Le rideau est tombé sur la session inaugurale du Forum National du Conseil Économique et Social (FonaCes) ce jeudi 26 février 2026, au Novotel Hôtel de Cotonou. Durant deux journées d'échanges intensifs, une participation diversifiée comprenant des conseillers nationaux et départementaux, des partenaires sociaux, des experts divers et des personnalites institutionnelles, s'est penchée sur une thématique centrale : « le panier citoyen et le bien-être ». Sous l'égide de Conrad Gbaguidi, la clôture des travaux a servi de tribune pour tracer les nouveaux axes stratégiques nés de ces concertations.
Un succès populaire pour une vision renouvelée
Cette première édition du FonaCes a marqué les esprits par son ampleur, rassemblant une communauté virtuelle de plus de 3 000 citoyens et un auditoire physique de 250 délégués. L'enjeu de ces 48 heures de réflexion était clair : créer une passerelle tangible entre les indicateurs de croissance macroéconomique et la réalité concrète du pouvoir d'achat des ménages.
Dans son allocution finale, faisant suite à une série de panels de haut niveau, le Président du Conseil Économique et Social (CES) s'est félicité de la vitalité de cette mobilisation. Pour lui, l'engouement suscité valide la pertinence de la démarche. « Nous avons fait le choix de la transparence et vous avez répondu par une implication exemplaire », a souligné Conrad Gbaguidi.
L'un des acquis majeurs de ce symposium réside dans la définition multidimensionnelle du « panier citoyen ». Ce nouvel indicateur ne se limite plus aux simples besoins physiologiques comme l'alimentation, l'habitat ou les soins médicaux ; il intègre désormais l'accès au numérique, les loisirs et les temps de repos. Conrad Gbaguidi conçoit cet outil comme une véritable boussole destinée à orienter l'action publique, offrant un cadre d'analyse rigoureux pour une gouvernance sociale.

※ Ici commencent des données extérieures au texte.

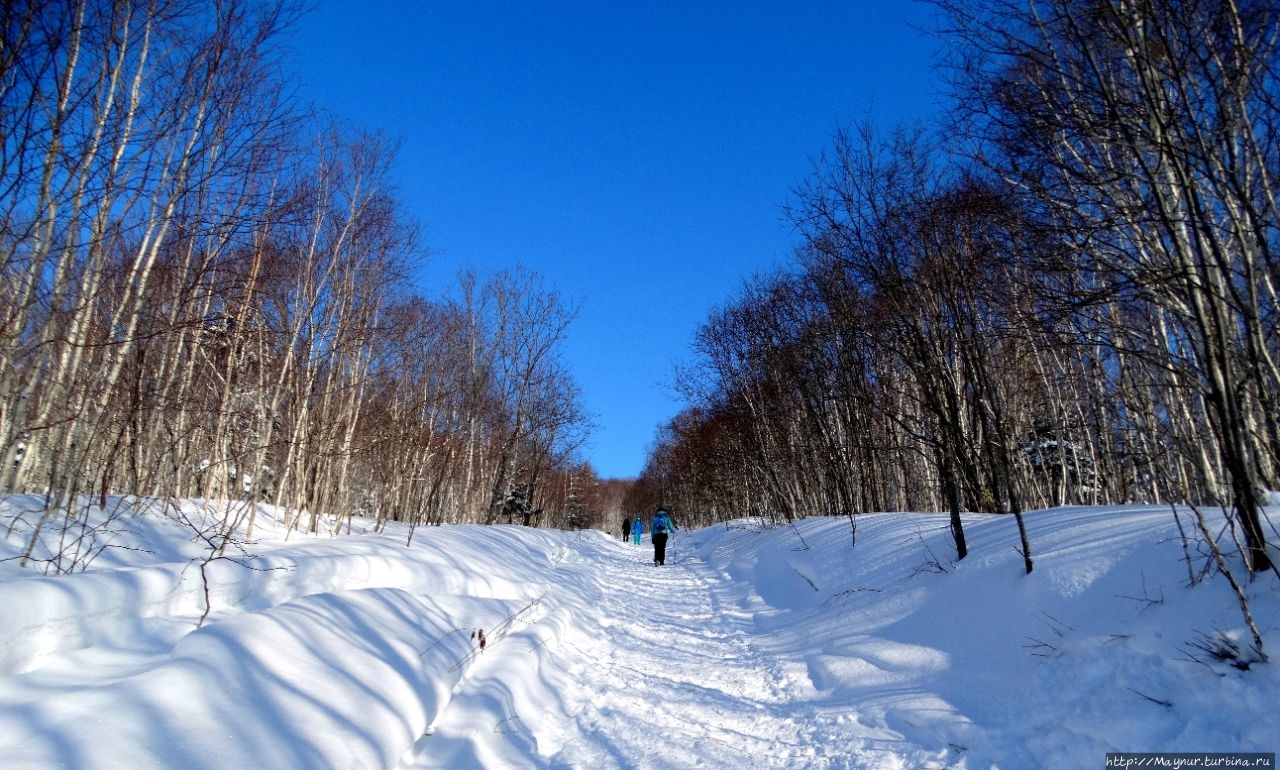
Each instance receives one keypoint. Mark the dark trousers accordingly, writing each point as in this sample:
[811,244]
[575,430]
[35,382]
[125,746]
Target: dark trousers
[659,548]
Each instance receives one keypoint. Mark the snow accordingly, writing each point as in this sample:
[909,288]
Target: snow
[753,647]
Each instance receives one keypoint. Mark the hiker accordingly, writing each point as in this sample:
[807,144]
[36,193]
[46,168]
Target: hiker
[658,531]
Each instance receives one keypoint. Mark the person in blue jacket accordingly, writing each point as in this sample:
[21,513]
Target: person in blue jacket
[661,527]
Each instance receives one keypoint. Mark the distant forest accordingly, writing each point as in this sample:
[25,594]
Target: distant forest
[1064,293]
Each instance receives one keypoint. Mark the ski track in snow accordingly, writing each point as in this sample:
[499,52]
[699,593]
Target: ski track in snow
[664,672]
[753,647]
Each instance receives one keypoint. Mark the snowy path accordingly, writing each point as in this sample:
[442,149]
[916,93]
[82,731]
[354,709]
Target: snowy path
[662,670]
[754,647]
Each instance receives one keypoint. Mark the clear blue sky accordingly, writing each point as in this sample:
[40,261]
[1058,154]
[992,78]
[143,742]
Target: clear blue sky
[635,155]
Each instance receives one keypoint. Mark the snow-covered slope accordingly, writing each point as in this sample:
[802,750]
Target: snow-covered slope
[784,647]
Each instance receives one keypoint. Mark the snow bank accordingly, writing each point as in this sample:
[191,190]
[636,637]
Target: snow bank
[764,647]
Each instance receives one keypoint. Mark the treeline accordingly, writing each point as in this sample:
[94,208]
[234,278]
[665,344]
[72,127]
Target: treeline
[1069,299]
[205,294]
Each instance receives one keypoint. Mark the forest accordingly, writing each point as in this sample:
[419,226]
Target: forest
[1064,296]
[1065,293]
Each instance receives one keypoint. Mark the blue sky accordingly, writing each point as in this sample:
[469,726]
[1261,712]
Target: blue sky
[635,155]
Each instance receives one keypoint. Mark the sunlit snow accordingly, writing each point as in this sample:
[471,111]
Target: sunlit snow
[753,647]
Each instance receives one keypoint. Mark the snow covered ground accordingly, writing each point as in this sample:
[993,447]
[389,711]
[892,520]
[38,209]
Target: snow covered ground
[753,647]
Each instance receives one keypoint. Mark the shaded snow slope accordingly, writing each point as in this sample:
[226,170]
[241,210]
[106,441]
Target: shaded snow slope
[785,647]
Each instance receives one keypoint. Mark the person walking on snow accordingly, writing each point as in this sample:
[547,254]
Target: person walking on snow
[658,531]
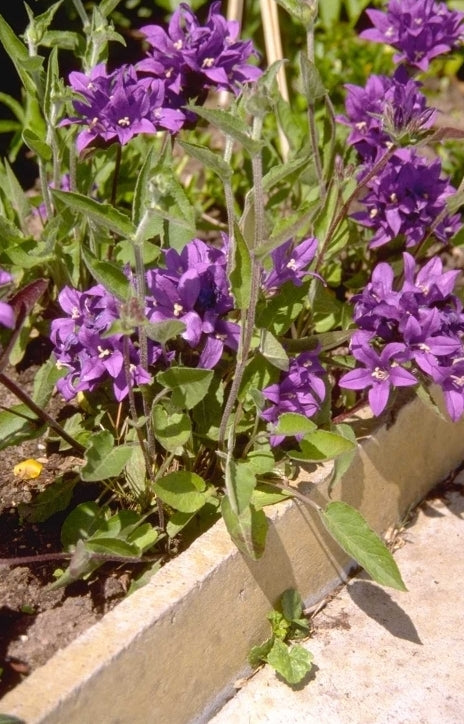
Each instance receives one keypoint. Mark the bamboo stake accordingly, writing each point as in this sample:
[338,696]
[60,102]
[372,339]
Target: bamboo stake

Productivité et patriotisme économique : les piliers de la résilience
La problématique du coût de la vie a été disséquée à travers le prisme de la performance productive. S'appuyant sur la conférence inaugurale de Lionel Zinsou, le forum a conclu que l'augmentation de la production nationale reste le principal rempart contre l'inflation. Le Président du Ces a clarifié la relation entre producteurs et consommateurs en expliquant que baisser les prix ne doit pas conduire à l'appauvrissement des créateurs de richesse locaux. Selon ses termes, permettre aux producteurs de produire davantage et de gagner plus tout en baissant le prix pour le consommateur serait le véritable levier à actionner.
Les engagements pris à l'issue de la rencontre visent une transformation structurelle de l'économie locale par le patriotisme économique. Les recommandations incluent l'instauration de quotas de produits béninois dans les commandes publiques, notamment pour les cantines scolaires et les hôpitaux. Le forum suggère également des exonérations fiscales sur les primes de transport et de santé des travailleurs pour renforcer le bien-être au travail. Sur le plan de la protection sociale, le forum a mis en exergue l'importance d'inclure le secteur informel, qui représente une part prépondérante de la population active. La sensibilisation en langues nationales et la création de produits d'assurance adaptés ont été retenues comme des priorités pour garantir la dignité de chaque citoyen.
Une feuille de route pour l'avenir
Conrad Gbaguidi a été formel : les recommandations issues du FonaCes 2026 ne resteront pas de simples vœux pieux. Les conclusions seront consignées dans un Livre Blanc qui sera officiellement remis au Président de la République ainsi qu'à l’Assemblée nationale.
« Je prends l'engagement solennel que le Livre Blanc issu de nos travaux sera transmis avec la plus grande diligence. Nous veillerons au mécanisme de suivi conjoint pour que ces recommandations audacieuses se transforment en actions concrètes », a-t-il promis.
Afin de pérenniser ce dialogue, l'institution a annoncé le lancement des « Cafés du CES », des rendez-vous bimestriels qui permettront de rester à l'écoute constante des fluctuations du climat social. En concluant sur l'idée qu'une nation souveraine est celle qui anticipe son destin plutôt que de subir les aléas du présent, le président a émis le souhait de transformer ce forum en un rendez-vous annuel.